Title : “Optimized resource management in Cognitive Radio Vehicular Networks with soft and hard reliability guarantees” by Nicola Cordeschi (Sapienza University of Rome)
In current vehicular networks, the communication traffic flows typically generated by safety applications and routed in downlink over the available backbones are of burst-type, presenting inter-arrival gaps of non-negligible time duration that can be opportunistically exploited by Vehicular Clients (VCs). Recent studies about the mobile computation offloading in real-life cloud-assisted scenarios point out that the usage of WiFi-based traffic offloading in place of 3G-assisted one may reduce the average energy consumption of current smartphones of about 55%.
In this seminar, we focus on primary–secondary user resource-management controllers in cognitive radio (CR) vehicular networks, for Vehicle-to-Infrastructure (V2I) based access scenario, under hard and soft collision constraints, where VCs equipped with heterogeneous CR-capabilities and energy budgets (playing the role of secondary users) opportunistically exploit the time and frequency holes of the traffic flow generated by the Service Provider, and compete for acceding to the serving Roadside Units (RSUs) (the primary user of the Internet backbone), through WiFi connections.
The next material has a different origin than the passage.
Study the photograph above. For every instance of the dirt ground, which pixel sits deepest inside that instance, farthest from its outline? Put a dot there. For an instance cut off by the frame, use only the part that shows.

These bandwidth-demanding applications are expected to have a significant impact on the commercial success of Vehicular Communication (VC) and will contribute to accelerate its implementation and deployment. We will discuss the twofold objective of this kind of networks, i.e. the joint maximization of the aggregate access goodput of the overall network and the average per-client access rates. One of the problems of conventional approaches is that, even if they fulfill the collision probability constraints, they may incur in quite long transients, where the instantaneous collision-rate is definitely too high, completely destroying the information.
We discuss and compare MAC strategies able to take into account the energy budget, the parameters and the specific fading phenomena of the vehicular wireless channels in the optimization framework, so as to self-acquire context information about the currently available bandwidth-energy resources, and quickly adapt to the mobility-induced changes of the state of the vehicular network, even in the presence of intermittent Vehicular-to-Infrastructure connectivity. We discuss different families of controllers and derive theoretical results about their hierarchy of performances (throughput-gain, performance bounds, and not immediately intuitive situations where the more constrained controllers we propose do not present any optimality gap compared to more standard less reliable approaches). After discussing conditions of applicability and advantages of each subclass, we give some insight into probabilistic fairness constrained problems, and controllers exploiting cognitive data-fusion techniques and fully distributed implementations able to adapt to unpredictable and abrupt changes of the network statistics, without requiring any a priori knowledge of the vehicular traffic patterns.
Nicola Cordeschi received the PhD degree in Information and Communication Engineering from the Sapienza University of Rome in 2008. He received the master degree (summa cum laude) in Communication Engineering in 2004. His Ph.D. dissertation was on the adaptive QoS Transport of Multimedia over Wireless Connections via cross layer approaches based on the Calculus of Variations. He was Fellow Researcher with the DIET Dept., Sapienza University of Rome for ten years, and Assistant Professor from 2009 to 2016 giving lectures in the topics of wireless communication, modulation and digital communication, signal processing, coding and information theory. His research activity is focused on wireless communications and deals with the design and optimization of high-performance energy-efficient transmission systems for wireless multimedia applications, distributed and scalable resource allocation and management for vehicular communications, medium access control, multi-antenna systems, cross-layer optimization via the tools of convex optimization, game theory and competitive optimality.